A bunch of kids popping pills and getting high didn’t sound that attractive, but Paige was being friendly and it reminded Becca of times sitting in the coffee bar at college with her friend Ashley, chatting, texting, as people came and joined them, left, came back – just best friends in a circle of friends. She’d never had that before. At school, the kids had been wary. Becca was a known troublemaker and ready with her fists. She hadn’t really had friends, not even when she calmed down. But college had been a new start, and . . .
‘ . . . Saturday nights.’ Paige had been talking about parties again.
‘Sounds cool.’
‘So I’ll text you, then?’
‘Yeah, co—’
‘You. Paige. Come on – what you waiting for?’
Becca looked up. Liam was at the door of the café watching them. He started to come across as Paige got to her feet. ‘Yeah, yeah,’ she said. ‘I’m coming.’ She smiled at Becca. ‘See you.’
They both disappeared into the hall.
Becca didn’t like the look of that. There had been a bullying note in Liam’s voice, and though Paige hadn’t seemed concerned, she’d looked back as Liam led her out. Becca stood up, not sure what she planned to do, but as she reached the café door, Neil came out of his office and saw her. ‘There you are.’ As if he’d been looking for her for hours. ‘Have you got a minute?’
‘I just want to . . .’ But Liam and Paige had vanished. ‘Yeah. OK.’
She followed Neil into his office, wondering what she’d done wrong now. He gestured her towards a chair and sat down himself. ‘Just a quick chat, Becca. Are you settling down? Is your flat OK?’ He threw the questions at her as if he didn’t really want an answer.

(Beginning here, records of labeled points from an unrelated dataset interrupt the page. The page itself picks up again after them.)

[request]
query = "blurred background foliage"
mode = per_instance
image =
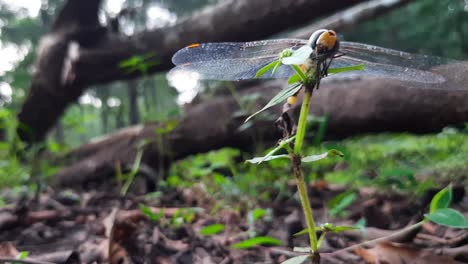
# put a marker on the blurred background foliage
(436, 27)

‘Yes. Fine. I’m fine.’ How could she start to explain? She wouldn’t talk about anything to Neil anyway. She’d had it up to here with social workers like him.
‘Well, now you’re at the end of your four-week trial, I just wanted to tell you that we’re happy with you, so if you’re happy with us . . .?’
‘I’m . . . yeah. Great.’ Her smile felt a bit forced. It was nice to be told she was doing something right, but . . . if they’d been unhappy with her, if they’d asked her to leave, then she’d have had no choice. She could go. Now she’d have to stay.
And suddenly there was this thing with Liam.
He couldn’t have meant anything . . .
‘Kay told me you were training in health and social care before you came to us. I don’t know what happened –’ he held up his hand – ‘none of my business, Becca, I know. But if you want to do a bit of on-the-job training here – you’re good with the kids, Becca. They talk to you.’
Tell you later . . . Bex.
‘Yeah. Right. That’d be . . . yeah. Great.’
‘I’ll have to go ahead with your CRB check now. We should have done it sooner but there was a bit of an emergency. I’ll deal with that . . . is that OK? You haven’t got a police record or anything have you?’ He laughed as he said it to show it was a joke, and Becca shook her head.
‘No. No police record.’
And that was true.
Wasn’t it?
Chapter 9
Jared opened his eyes. It was freezing. He tried to move. Agony spiked up his leg and through his back. He collapsed onto the mattress, keeping his breathing shallow, his hand fumbling for the morphine pump.
Then he woke up properly. He wasn’t in hospital. He was in a caravan on the deserted site near Flamborough Head. The rain was drumming against the roof. The mattress under him was hard and unforgiving, and the pain had him pinned down. The dark tunnel rushed into his mind, the debris falling, the mask, the thick, stinking water as he dragged himself through it . . .
Shit! God al–fucking–mighty! What had he been thinking of? He’d never have taken that kind of risk, never have gone into that side tunnel on his own without the right equipment, not before his accident. What was he trying to prove? What a dick he was? If that roof had caved in, he could still be lying there, still alive, still conscious, still trapped, waiting for the rest to come down and suffocate him slowly in mud . . .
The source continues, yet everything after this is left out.